The Partnership for 21st Century Skills, for example, coalesces around four key areas; Communication, Collaboration, Creativity and Critical Thinking. Then you’ve got the “Deeper Learning“ standards which includes Critical Thinking and Problem Solving, Collaboration, and Effective Communication (along with Mastery of Core Academic Content, Self-Directed Learning and an “Academic Mindset”). Meanwhile, Harvard Education icon Tony Wagner urges us to focus on Critical Thinking and Problem Solving, Collaboration Across Networks and Effective Oral and Written Communication (alongside Agility and Adaptability, Initiative and Entrepreneurship, Accessing and Analyzing Information and Curiosity and Imagination).
If you’re seeing a pattern forming, it seems that everyone is in agreement that critical thinking should be at the center of any modern educational project. Information, after all, is now ubiquitous which means all the facts and knowledge we have traditionally used schooling to impart to students are now just a Google quest away. Given this, we need to equip today’s students not to memorize information but to locate it, evaluate it for quality, analyze it and put it to use.
This centrality of critical thinking is reflected in our educational rhetoric with Presidents, Governors, Secretaries of Education and nearly every educational policy maker and philanthropist stressing the importance of raising a generation of critical thinkers — a priority reflected in the Common Core Standards that have been adopted (more or less) by 46 of the 50 states.
As worthy as these aspirational goals might be, they do raise a number of important questions, such as what we mean when we use the phrase “critical thinking”?
During a brief stint in educational publishing, I discovered that every textbook had a few pages at the end of each chapter labeled “Critical Thinking Exercises.” But upon close inspection, those exercises seemed to all be writing and research assignments, or some other activity that (unlike a multiple-choice question) did not have a right and wrong answer.
The aforementioned standards go much deeper than these transparent attempts to use “Critical Thinking” as a slogan or label to be ticked off on a textbook-adoption checklist.
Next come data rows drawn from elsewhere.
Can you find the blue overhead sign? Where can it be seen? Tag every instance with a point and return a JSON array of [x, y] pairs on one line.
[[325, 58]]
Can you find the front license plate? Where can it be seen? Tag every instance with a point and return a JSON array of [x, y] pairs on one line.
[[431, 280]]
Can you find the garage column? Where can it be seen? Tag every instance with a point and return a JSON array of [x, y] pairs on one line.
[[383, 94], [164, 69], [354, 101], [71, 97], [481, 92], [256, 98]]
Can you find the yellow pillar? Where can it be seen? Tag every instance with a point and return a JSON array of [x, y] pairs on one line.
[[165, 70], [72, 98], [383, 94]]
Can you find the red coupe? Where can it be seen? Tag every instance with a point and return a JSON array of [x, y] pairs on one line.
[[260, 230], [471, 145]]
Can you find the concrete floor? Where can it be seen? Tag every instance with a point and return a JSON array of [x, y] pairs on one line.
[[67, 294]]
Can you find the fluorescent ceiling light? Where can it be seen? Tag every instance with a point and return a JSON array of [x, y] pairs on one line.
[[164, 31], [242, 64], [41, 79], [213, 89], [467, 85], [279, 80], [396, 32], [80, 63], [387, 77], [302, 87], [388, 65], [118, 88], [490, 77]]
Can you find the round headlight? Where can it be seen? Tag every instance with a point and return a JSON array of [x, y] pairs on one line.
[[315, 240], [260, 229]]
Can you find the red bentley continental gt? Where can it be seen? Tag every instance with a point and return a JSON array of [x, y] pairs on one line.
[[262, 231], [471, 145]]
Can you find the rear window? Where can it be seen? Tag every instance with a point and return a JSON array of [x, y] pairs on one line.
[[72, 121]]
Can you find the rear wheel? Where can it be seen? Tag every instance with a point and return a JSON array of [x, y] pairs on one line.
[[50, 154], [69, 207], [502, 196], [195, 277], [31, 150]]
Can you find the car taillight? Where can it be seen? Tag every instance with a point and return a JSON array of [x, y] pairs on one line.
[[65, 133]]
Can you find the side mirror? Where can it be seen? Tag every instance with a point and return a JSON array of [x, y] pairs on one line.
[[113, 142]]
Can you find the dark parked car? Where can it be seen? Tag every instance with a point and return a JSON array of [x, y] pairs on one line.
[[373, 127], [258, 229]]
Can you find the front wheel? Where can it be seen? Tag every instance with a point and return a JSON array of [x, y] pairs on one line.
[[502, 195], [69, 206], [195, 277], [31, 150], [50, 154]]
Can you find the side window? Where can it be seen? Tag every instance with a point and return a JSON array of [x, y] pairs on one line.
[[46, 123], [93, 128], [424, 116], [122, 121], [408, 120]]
But even with many of these thoughtful standards, the notion of “critical thinking” seems to be conflated with real-world problem solving which hides an assumption that solving authentic, real-world challenges allows students to master some sort of the critical thinking toolset.
But what is that toolset? Do students, for example, need to be taught the principles of inductive and deductive logic in order to become critical thinkers? And if they are supposed to be able to detect crap when evaluating the information they find online, do they need to know the rhetorical techniques people use to distort reality or avoid responsibility? Speaking of rhetoric, given that Communication comes in a close second to Critical Thinking in nearly every proposed standard, might it be worth teaching students how far they can get with a decent anaphora (Google it) or other rhetorical device?
I suspect that the reason formal logic and rhetoric aren’t highlighted when critical thinking is brought up as our most vital 21st Century Skill is that these two subjects formed the basis of formal education from the ancient Greeks until the Enlightenment, after which they got crowded out by all the new areas of knowledge mankind was generating. And what could a 21st century skill possibly have to do with ones first codified by marbly old men in the 5th century BCE?
This is not to say that the teaching of critical thinking should consist solely of subjects drawn from the distant past. The ever-growing Library of Alexandria known as the Internet is certainly a game changer. Which means the Information Literacy skills codified by the librarian field years ago are more important than ever in helping students locate, evaluate, organize, synthesize and communicate information.
As this year’s election is demonstrating, confirmation bias (a flaw in our human mental makeup fleshed out by cognitive scientists) can cause even the most able and informed person to blind themselves to facts that don’t fit their belief system. Which means modern brain science has a lot to say (albeit not everything) about what it means to be a critical thinker.
If we are able to move from “what’s new?” to “what works?” it seems that a fusion of ancient and modern — Aristotle meets Kahneman meets the Internet – might give us the best checklist for determining what students need to learn in order to become truly critical thinkers. And putting those tools to use — immediately and frequently — stands the best chance for turning some interesting techniques for organizing one’s thinking into a life-changing skill.